The End of History was supposed to have happened back in 1989, the year the Berlin Wall fell and Francis Fukuyama announced the conclusive triumph of liberal democracy. We know how that thesis worked out. But what happens when the other kind of History — academic, not Hegelian — starts to collapse?...That’s a question that James H. Sweet, a professor of history at the University of Wisconsin, Madison, and the president of the American Historical Association, tried to raise earlier this month in a column titled “Is History History?” for the organization’s newsmagazine. It didn’t go well...Sweet’s core concern in the piece was the “trend toward presentism” — the habit of weighing the past against the social concerns and moral categories of the present.Sweet was immediately attacked by the cancel culture of left-wing academics and felt obliged to issue an apology. Stevens notes that
...the larger shame is that Sweet had important things to say in his thoughtful column — things that the reaction to the column (and the reaction to the reaction) now risk burying...Between 2003 and 2013, a dwindling number of history Ph.D.s, he noted, were going to students doing work on topics preceding 1800. At the same time, historians were producing works that “collapse into the familiar terms of contemporary debates,” particularly those connected to identity politics.....“This new history,” he wrote, “often ignores the values and mores of people in their own times, as well as change over time, neutralizing the expertise that separates historians from those in other disciplines.”
...Sweet was warning that historians risked doing an injustice both to their own profession as well as to the past itself by falling victim to “the allure of political relevance.” His main example came from a recent visit to the Elmina Castle in Ghana..which has become a kind of shrine for African Americans seeking a place to memorialize enslaved ancestors...Sweet says as a historian of Africa, “less than 1 percent of the Africans passing through Elmina arrived in North America” — most...ended up in Brazil or the Caribbean. And those who were enslaved were often first brought to Elmina by other African brokers who promoted the slave trade just as cruelly and greedily as the Europeans with whom they did business.
That does nothing to diminish the evil of the trade, much less its relevance to America’s past and present...But it helps put it into a global context in which the roles of victim and victimizer seldom fall neatly along a color line. If that challenges current orthodoxy, it’s only because that orthodoxy is based on a simplistic understanding of history. The proper role of the historian is to complexify, not simplify; to show us historical figures in the context of their time, not reduce them to figurines that can be weaponized in our contemporary debates.

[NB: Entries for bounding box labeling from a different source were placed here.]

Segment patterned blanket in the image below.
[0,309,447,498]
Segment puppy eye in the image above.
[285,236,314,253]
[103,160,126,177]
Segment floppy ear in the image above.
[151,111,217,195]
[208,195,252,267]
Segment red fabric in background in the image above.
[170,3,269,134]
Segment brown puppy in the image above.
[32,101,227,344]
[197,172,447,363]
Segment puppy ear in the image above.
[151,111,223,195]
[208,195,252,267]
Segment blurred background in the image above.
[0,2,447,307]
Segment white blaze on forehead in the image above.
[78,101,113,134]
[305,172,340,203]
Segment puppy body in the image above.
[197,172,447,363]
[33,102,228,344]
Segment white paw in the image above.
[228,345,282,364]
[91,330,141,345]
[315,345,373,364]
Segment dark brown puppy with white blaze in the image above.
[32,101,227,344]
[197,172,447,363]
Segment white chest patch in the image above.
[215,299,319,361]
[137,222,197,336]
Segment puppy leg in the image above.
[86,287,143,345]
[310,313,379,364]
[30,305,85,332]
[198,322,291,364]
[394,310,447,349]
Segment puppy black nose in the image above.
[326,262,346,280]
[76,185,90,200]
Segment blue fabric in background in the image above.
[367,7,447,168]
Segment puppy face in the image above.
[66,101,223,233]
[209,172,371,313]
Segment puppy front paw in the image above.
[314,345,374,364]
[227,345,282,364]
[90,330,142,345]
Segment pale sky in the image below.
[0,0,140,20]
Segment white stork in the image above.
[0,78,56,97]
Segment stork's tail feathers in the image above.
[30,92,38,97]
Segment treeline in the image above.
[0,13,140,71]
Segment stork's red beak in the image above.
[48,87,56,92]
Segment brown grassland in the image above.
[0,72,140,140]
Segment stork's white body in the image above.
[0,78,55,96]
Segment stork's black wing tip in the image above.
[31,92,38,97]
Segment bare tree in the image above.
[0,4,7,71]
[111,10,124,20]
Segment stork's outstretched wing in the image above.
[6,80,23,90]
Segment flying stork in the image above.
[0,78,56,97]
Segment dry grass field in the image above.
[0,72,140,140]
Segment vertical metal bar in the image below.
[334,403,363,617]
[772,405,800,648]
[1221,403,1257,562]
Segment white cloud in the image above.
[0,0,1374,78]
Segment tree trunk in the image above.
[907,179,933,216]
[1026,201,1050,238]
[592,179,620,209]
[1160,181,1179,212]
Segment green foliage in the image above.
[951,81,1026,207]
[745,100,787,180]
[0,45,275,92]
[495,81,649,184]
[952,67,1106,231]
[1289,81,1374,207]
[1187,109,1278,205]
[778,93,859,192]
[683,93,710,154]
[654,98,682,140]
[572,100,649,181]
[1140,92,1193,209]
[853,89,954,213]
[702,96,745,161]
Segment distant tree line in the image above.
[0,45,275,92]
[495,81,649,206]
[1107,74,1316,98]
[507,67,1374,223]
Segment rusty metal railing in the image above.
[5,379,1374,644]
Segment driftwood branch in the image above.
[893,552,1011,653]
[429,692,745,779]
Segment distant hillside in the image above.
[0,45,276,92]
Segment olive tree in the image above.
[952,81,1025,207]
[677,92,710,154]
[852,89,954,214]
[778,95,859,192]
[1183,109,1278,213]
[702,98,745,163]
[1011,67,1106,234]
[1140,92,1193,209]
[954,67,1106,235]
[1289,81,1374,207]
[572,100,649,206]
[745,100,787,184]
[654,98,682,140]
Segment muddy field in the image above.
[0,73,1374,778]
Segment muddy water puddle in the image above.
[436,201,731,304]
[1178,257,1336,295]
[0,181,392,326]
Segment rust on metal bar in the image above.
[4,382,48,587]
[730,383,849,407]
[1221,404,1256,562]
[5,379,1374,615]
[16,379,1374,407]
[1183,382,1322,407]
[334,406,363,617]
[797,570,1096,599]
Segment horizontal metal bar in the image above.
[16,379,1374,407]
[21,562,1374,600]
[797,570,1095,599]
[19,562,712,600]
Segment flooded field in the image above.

Above all, historians should make us understand the ways in which the past was distinct. This shouldn’t prevent us from making moral judgments about it. But we can make better judgments, informed by the knowledge that our forebears rarely acted with the benefit (or burden) of our assumptions, expectations, experiences and values. There’s a lesson in humility in that, as well as a reminder that we are only actors in time whose most cherished ideas may eventually seem strange, and sometimes abhorrent, to our descendants.Sweet's column...
— which bent over backward to showcase his liberal bona fides — ignited the usual progressive furies. Anyone looking for further confirmation that modern academia has become a fundamentally ideological and coercive exercise masquerading as a scholarly and collegial one need have looked no further. It will be interesting to see if Sweet manages to hold on to his post as the American Historical Association’s president...If people are wondering how history ends, maybe this is how: when a scholarly discipline tries to turn itself into something it isn’t, making itself increasingly irrelevant in its desperate bid for relevancy.